Despite all his flaws, I find myself closer to Huntington than to Fukuyama on one crucial point: it is dangerous—even ridiculous—to believe that everyone wants to “become Western” simply because they wear blue jeans and open McDonald’s restaurants. That was an extremely superficial view.
Huntington, by contrast, argued that we should accept that we are one civilization among others. We should defend our interests, understand other civilizations, and learn how to coexist with them.
“The West versus the Rest” Is Counterproductive
So the idea of “The West versus the Rest” is ultimately counterproductive?
In the final chapter of my book, I argue that the phrase “Western values” does more harm than good. Western Europe cannot say: “Because these principles and values prevailed among us, they belong to us." That approach is counterproductive. Indeed, it is a gift to Putin, Modi, and Xi Jinping.

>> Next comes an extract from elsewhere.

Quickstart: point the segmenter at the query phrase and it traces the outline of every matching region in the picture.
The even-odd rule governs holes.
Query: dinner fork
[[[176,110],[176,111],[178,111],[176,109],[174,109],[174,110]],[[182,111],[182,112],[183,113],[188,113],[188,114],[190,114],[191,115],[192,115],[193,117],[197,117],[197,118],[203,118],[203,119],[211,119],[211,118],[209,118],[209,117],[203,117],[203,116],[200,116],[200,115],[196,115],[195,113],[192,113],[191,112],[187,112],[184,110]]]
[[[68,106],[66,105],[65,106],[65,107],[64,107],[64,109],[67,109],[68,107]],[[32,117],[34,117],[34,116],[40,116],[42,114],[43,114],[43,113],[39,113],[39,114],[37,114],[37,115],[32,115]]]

The moment you say “Western values,” they can immediately tell their own populations: “These are Western values. These people are neo-colonialists. We do not want their values.” It would be far more useful to say that liberalism, democracy, liberal democracy, social democracy—or whichever tradition one personally prefers—are principles that can be shared.
What is needed is a more inclusive and universal language. If you label these principles “Western values,” it is as though you are saying: “We are the owners; you are the losers of history.” Naturally, that will persuade no one.
Countries that stand close to the West, countries that experience an internal duality—like Greece, Turkey, or perhaps even Russia one day, who knows?—can become part of the West. I do not imagine that the West will one day encompass the entire planet. But because it is flexible, because it continually redefines itself and admits new members, it may well expand in the future.
Yet if one argues that Russia remains “outside” because of its authoritarian political system, does that not risk pushing it into an even tighter embrace with China? Would it not be more reasonable, once the guns fall silent, to engage with the Russia of St. Petersburg, the Hermitage, Chekhov, Dostoevsky, Solzhenitsyn, Mayakovsky, Akhmatova, and Tchaikovsky—the Russia that Western Europe has increasingly tried to exclude from cultural life because it is supposedly “contaminating”? Otherwise, might Asia not become so powerful that it overwhelms whatever remains of the West?
You are absolutely right. The cancellation of Russian culture—of Dostoevsky, Tchaikovsky, and others—is deeply dangerous and ultimately absurd. Our problem is with a specific leader, a specific government, and the actions it has taken in recent years. It is not with Russia itself, nor with Russian culture as a whole.
Remember how this conversation began: originally, the concern was the Tsar and the Russian Empire. Let us hope Russia changes its political system. In the years immediately following the Second World War, before the Cold War began, people spoke of Russia not merely as a member of Western civilization but even as one of its saviors.
Because it had fought alongside the Allies...
It had played a decisive role in defeating Hitler. Then the Cold War changed everything. History changes, and naturally we hope it will change again. It would be a tragedy to push Russia into Asia. But the solution is not the approach Trump seems to favor today—the notion that “we strong men will sort things out among ourselves.”
The solution is to recognize the Russia you just described: the Russia of St. Petersburg, the European Russia. If you acknowledge Russians, if you treat them with respect and recognition, you can achieve a great deal. I have spoken with numerous Western ambassadors who served in Russia, and many have admitted: “We gave Putin arguments. We treated Russians badly during the 1990s.”
The arrogance of the Americans is now exacting a price—and the Ukrainians are paying part of that price as well. But yes, I fully agree with you. We must not sever the bridges with Russia.